Scale A Fish

Fish and sea food are by far my favorite protein sources and I love to eat them just as much as I love to cook them. I often get so excited when I am in the fish market, that I buy my fish and run back home as fast as I can. Only to realize when I get home, that I forgot to get the fish cleaned at the market!  If you ever end up with a fish that needs to be cleaned, don’t be discouraged, it only takes 7 to 10 minutes for a 2 lb fish.

Certain online sources would recommend that you set a table in the backyard and scrape the scales off, then hose them away. That will certainly work, but your backyard will smell like fish for a few days, and the scales will attract flies as well as the neighborhood cats.
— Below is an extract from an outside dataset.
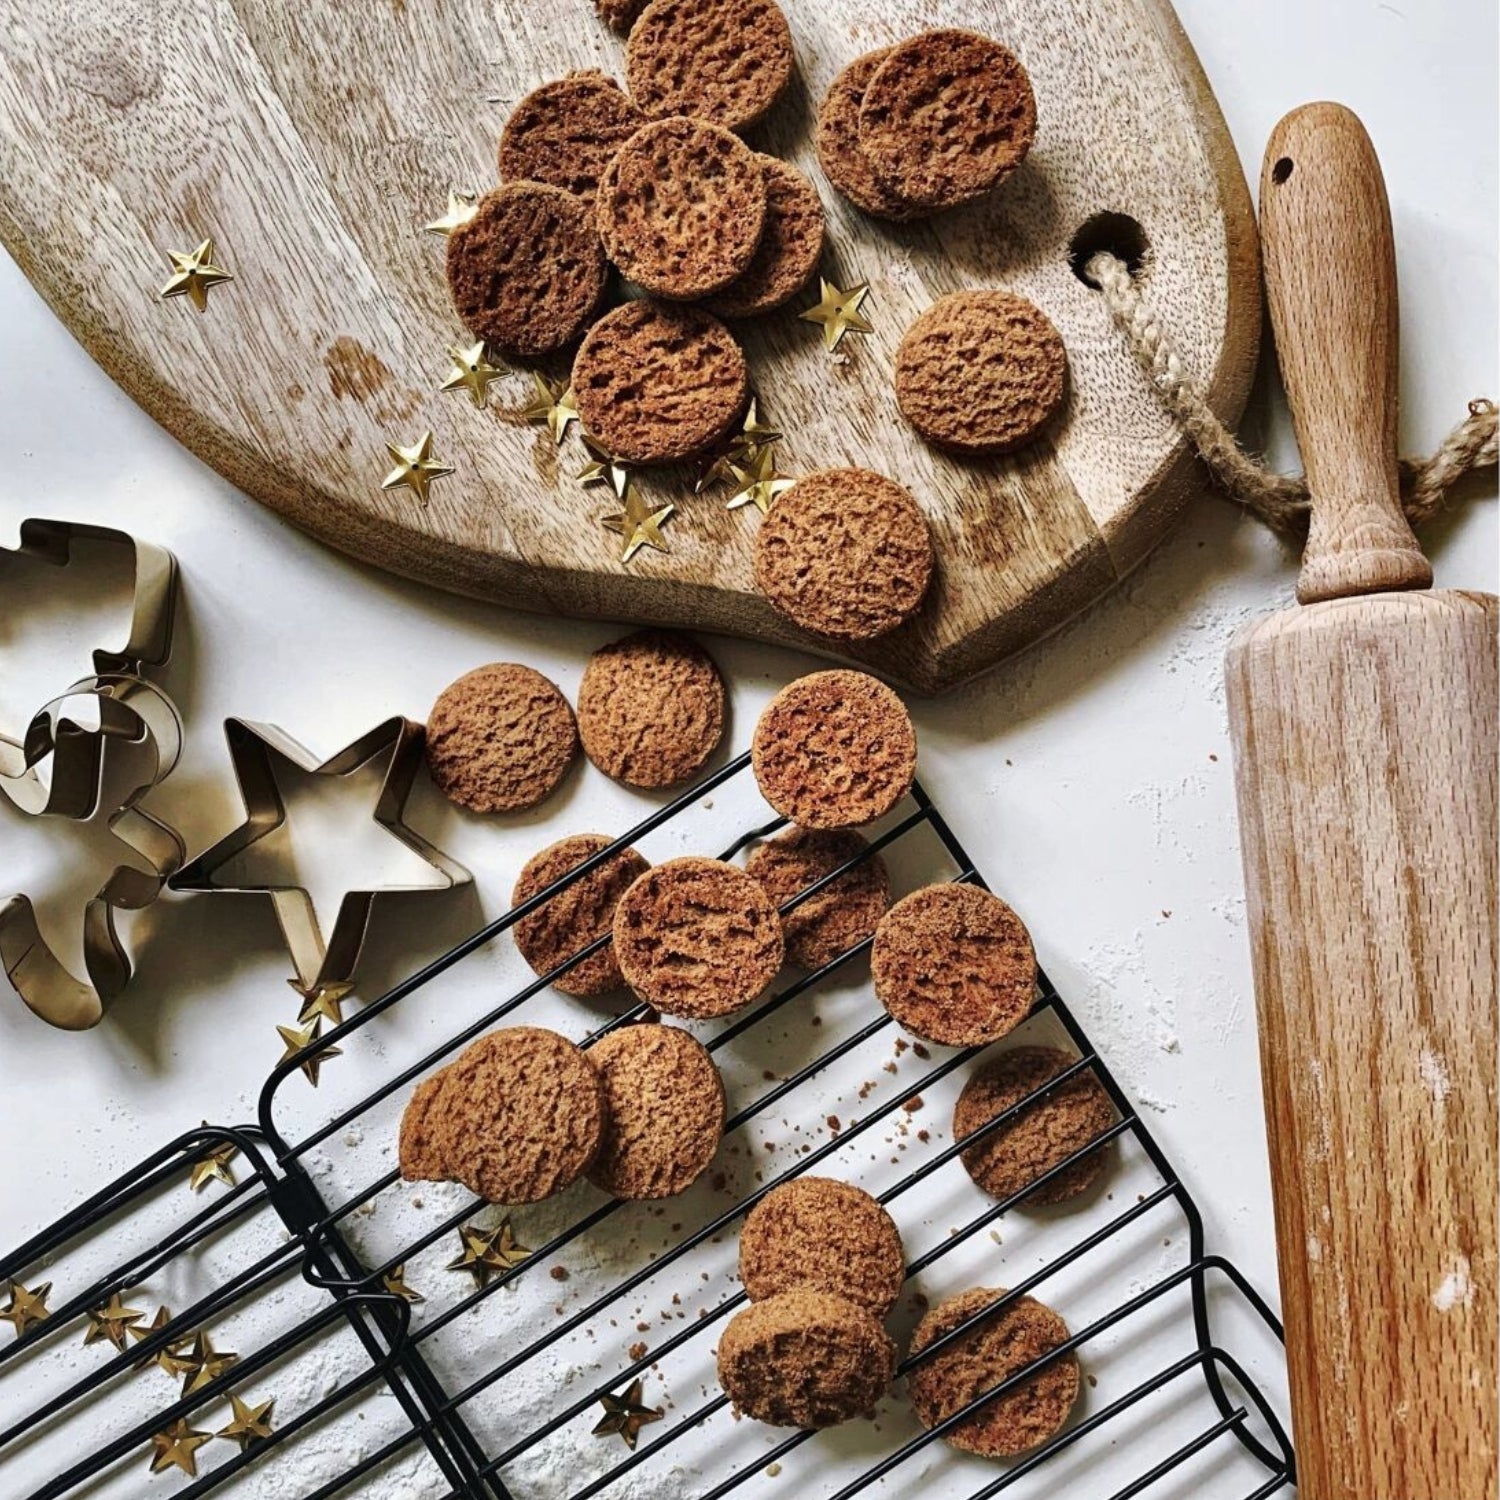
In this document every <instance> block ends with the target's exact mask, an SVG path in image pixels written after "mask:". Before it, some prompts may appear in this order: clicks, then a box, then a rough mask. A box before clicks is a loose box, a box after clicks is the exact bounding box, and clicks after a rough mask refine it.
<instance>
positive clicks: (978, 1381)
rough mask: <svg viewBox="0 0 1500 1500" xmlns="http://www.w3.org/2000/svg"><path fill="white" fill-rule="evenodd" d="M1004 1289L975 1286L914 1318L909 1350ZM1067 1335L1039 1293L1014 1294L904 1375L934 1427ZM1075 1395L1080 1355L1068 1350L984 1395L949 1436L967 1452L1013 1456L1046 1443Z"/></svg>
mask: <svg viewBox="0 0 1500 1500" xmlns="http://www.w3.org/2000/svg"><path fill="white" fill-rule="evenodd" d="M1002 1296H1005V1292H1004V1289H993V1290H990V1289H986V1287H974V1289H971V1290H969V1292H960V1293H959V1296H956V1298H950V1299H948V1301H947V1302H941V1304H939V1305H938V1307H935V1308H933V1310H932V1311H930V1313H929V1314H927V1316H926V1317H924V1319H922V1320H921V1323H918V1325H916V1332H915V1334H913V1335H912V1355H913V1356H915V1355H919V1353H921V1352H922V1350H924V1349H927V1346H929V1344H933V1343H936V1341H938V1340H939V1338H942V1337H944V1334H948V1332H951V1331H953V1329H956V1328H957V1326H959V1325H960V1323H963V1322H965V1319H968V1317H972V1316H974V1314H975V1313H978V1311H980V1310H981V1308H984V1307H987V1305H989V1304H992V1302H993V1301H995V1299H996V1298H1002ZM1067 1338H1068V1325H1067V1323H1064V1322H1062V1319H1061V1317H1058V1314H1056V1313H1053V1310H1052V1308H1049V1307H1046V1305H1044V1304H1041V1302H1038V1301H1037V1299H1035V1298H1017V1301H1016V1302H1013V1304H1011V1305H1010V1307H1008V1308H1007V1310H1005V1311H1004V1313H999V1314H996V1316H995V1317H993V1319H990V1320H989V1322H986V1323H980V1325H977V1326H975V1328H974V1329H971V1331H969V1332H968V1334H965V1335H963V1337H962V1338H959V1340H956V1341H954V1343H953V1344H948V1346H947V1347H945V1349H944V1350H942V1352H939V1353H938V1355H933V1358H932V1359H929V1361H926V1362H924V1364H921V1365H916V1368H915V1370H912V1371H910V1374H909V1376H907V1377H906V1391H907V1394H909V1395H910V1398H912V1410H913V1412H915V1413H916V1421H918V1422H921V1424H922V1427H936V1425H938V1424H939V1422H941V1421H944V1418H947V1416H951V1415H953V1413H954V1412H959V1410H962V1409H963V1407H966V1406H968V1404H969V1403H971V1401H974V1400H975V1398H978V1397H981V1395H984V1392H986V1391H990V1389H992V1388H995V1386H998V1385H999V1383H1001V1382H1002V1380H1005V1379H1007V1377H1008V1376H1013V1374H1016V1373H1017V1371H1019V1370H1023V1368H1025V1367H1026V1365H1029V1364H1031V1362H1032V1361H1034V1359H1041V1356H1043V1355H1046V1353H1047V1352H1049V1350H1052V1349H1056V1347H1058V1346H1059V1344H1062V1343H1065V1341H1067ZM1077 1400H1079V1361H1077V1359H1076V1358H1074V1356H1073V1355H1064V1356H1062V1358H1059V1359H1056V1361H1053V1364H1050V1365H1049V1367H1047V1368H1046V1370H1038V1371H1037V1374H1035V1376H1032V1377H1031V1379H1029V1380H1025V1382H1022V1385H1019V1386H1016V1389H1013V1391H1010V1392H1007V1394H1005V1395H1004V1397H998V1398H996V1400H995V1401H989V1403H986V1406H983V1407H980V1410H978V1412H975V1415H974V1416H971V1418H966V1419H965V1421H963V1422H960V1424H959V1425H957V1427H953V1428H950V1430H948V1431H947V1433H945V1434H944V1439H945V1440H947V1442H948V1443H951V1445H953V1446H954V1448H957V1449H962V1451H963V1452H966V1454H980V1455H981V1457H983V1458H1010V1457H1013V1455H1014V1454H1025V1452H1026V1449H1029V1448H1035V1446H1037V1445H1038V1443H1046V1442H1047V1439H1049V1437H1052V1436H1053V1433H1056V1431H1059V1430H1061V1428H1062V1425H1064V1422H1067V1421H1068V1413H1070V1412H1071V1410H1073V1404H1074V1401H1077Z"/></svg>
It is possible to clean your fish in the kitchen, and here is how to proceed:

Find a dish wide enough to fit your fish and deep enough to soak your fish in water. Then hold the fish with one hand, and scrape the scales with a knife in your other hand, starting from the tail and going up towards the head, one side at a time. Make sure you scrape the scales under the water, otherwise the scales will fly everywhere in your kitchen




Once you have cleaned the scales, cut off the pectoral (side) fins, then locate the fish’s anus with your fingers, insert the knife and cut open from the anus to the head. Get rid of the entrails, and cut off the pelvic fins as well.





Cutting off the fish’s head is optional, I usually do if I am frying the fish, otherwise, I do not. I do however recommend that you don’t cut off the dorsal and anal fins, for a better presentation and also because you may end up with tiny broken bones in your dish.